Third, if I am inside the Trinity, I am never alone. I belong to God and belong to a community. I am part of a family. I am part of this parish. You are my friends in the same faith and love that we share. We live a shared life which is why we share the Eucharist together. This is the shared life we live in the Trinity and that we celebrate at every Mass. We have been gathered into the same unity as Father, Son and Holy Spirit. Again, this changes everything. Of course there are the benefits but the responsibilities too. It means I cannot and must not turn a blind eye to the poor, to persecuted Christians, to the sick and hungry. If I believe in a god that allows me to ignore these people then the god I believe in is not the true God. It is a false god who does not exist.

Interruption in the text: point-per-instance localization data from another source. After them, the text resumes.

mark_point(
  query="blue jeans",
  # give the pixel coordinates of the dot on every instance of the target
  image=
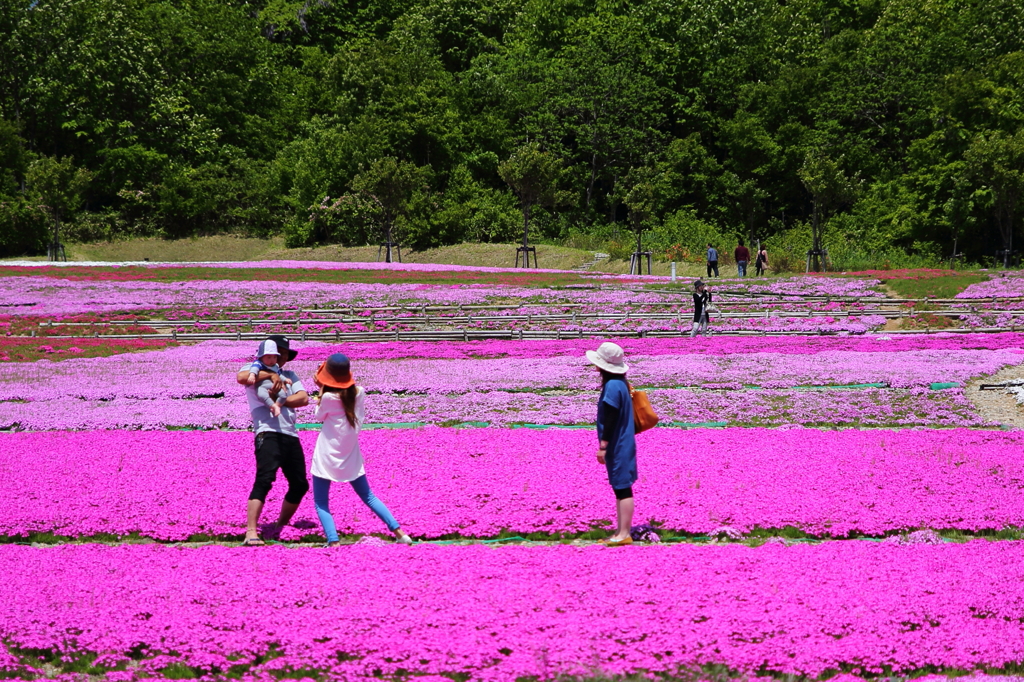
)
(322, 494)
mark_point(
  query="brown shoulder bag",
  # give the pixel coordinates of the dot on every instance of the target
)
(643, 415)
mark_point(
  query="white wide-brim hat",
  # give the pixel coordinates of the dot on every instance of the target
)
(608, 356)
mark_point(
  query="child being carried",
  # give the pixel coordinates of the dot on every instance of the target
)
(264, 373)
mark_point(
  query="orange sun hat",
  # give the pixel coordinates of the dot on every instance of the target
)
(335, 372)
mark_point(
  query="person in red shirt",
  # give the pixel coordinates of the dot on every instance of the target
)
(742, 256)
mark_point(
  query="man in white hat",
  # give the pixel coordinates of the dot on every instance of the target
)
(278, 443)
(616, 444)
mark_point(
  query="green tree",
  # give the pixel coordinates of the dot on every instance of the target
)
(534, 175)
(996, 162)
(383, 194)
(60, 187)
(830, 188)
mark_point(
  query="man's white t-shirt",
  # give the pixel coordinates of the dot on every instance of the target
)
(262, 421)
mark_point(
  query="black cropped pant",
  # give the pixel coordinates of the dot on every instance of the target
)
(278, 451)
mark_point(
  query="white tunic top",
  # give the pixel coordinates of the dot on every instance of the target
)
(337, 456)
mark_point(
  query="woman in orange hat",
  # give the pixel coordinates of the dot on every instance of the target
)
(337, 457)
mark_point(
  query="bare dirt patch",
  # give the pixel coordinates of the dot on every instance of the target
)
(997, 406)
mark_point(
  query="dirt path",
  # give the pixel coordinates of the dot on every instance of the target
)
(997, 406)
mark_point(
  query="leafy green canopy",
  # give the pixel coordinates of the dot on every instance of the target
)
(203, 116)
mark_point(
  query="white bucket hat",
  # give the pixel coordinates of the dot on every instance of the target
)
(267, 347)
(608, 356)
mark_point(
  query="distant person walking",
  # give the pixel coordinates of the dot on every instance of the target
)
(701, 298)
(337, 457)
(616, 445)
(742, 256)
(712, 260)
(762, 262)
(278, 443)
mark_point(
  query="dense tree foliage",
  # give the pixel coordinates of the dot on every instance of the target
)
(896, 122)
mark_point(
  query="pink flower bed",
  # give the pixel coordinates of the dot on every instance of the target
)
(299, 264)
(504, 613)
(514, 382)
(208, 369)
(50, 296)
(871, 407)
(1005, 286)
(476, 482)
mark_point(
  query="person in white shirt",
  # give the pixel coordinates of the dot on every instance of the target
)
(278, 443)
(337, 456)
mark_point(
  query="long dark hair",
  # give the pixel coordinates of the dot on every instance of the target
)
(347, 396)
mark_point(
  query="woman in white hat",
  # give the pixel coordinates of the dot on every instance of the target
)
(616, 448)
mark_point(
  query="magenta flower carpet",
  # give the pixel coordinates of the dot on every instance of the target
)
(809, 508)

Trinity Sunday is often referred to the preacher’s nightmare: a mystery difficult to explain, abstract and vague. I don’t agree. Few things are more important than having the correct image of God. To believe in God as Father, Son and Holy Spirit is to become part of God’s circle of life, to share God’s nature as tender and merciful love, to share my life with you and yours with mine. What a wonderful mystery to contemplate!! Do so every day!! I conclude with a beautiful prayer of praise to the Trinity by St Hildegard of Bingen (1098-1179) that captures this spirit of adoration that leads us to God:
‘To the Trinity be praise! God is music, God is life that nurtures every creature in its kind. Our God is the song of the angel throng and the splendor of secret ways hid from all humankind. But God, our life is the life of all’.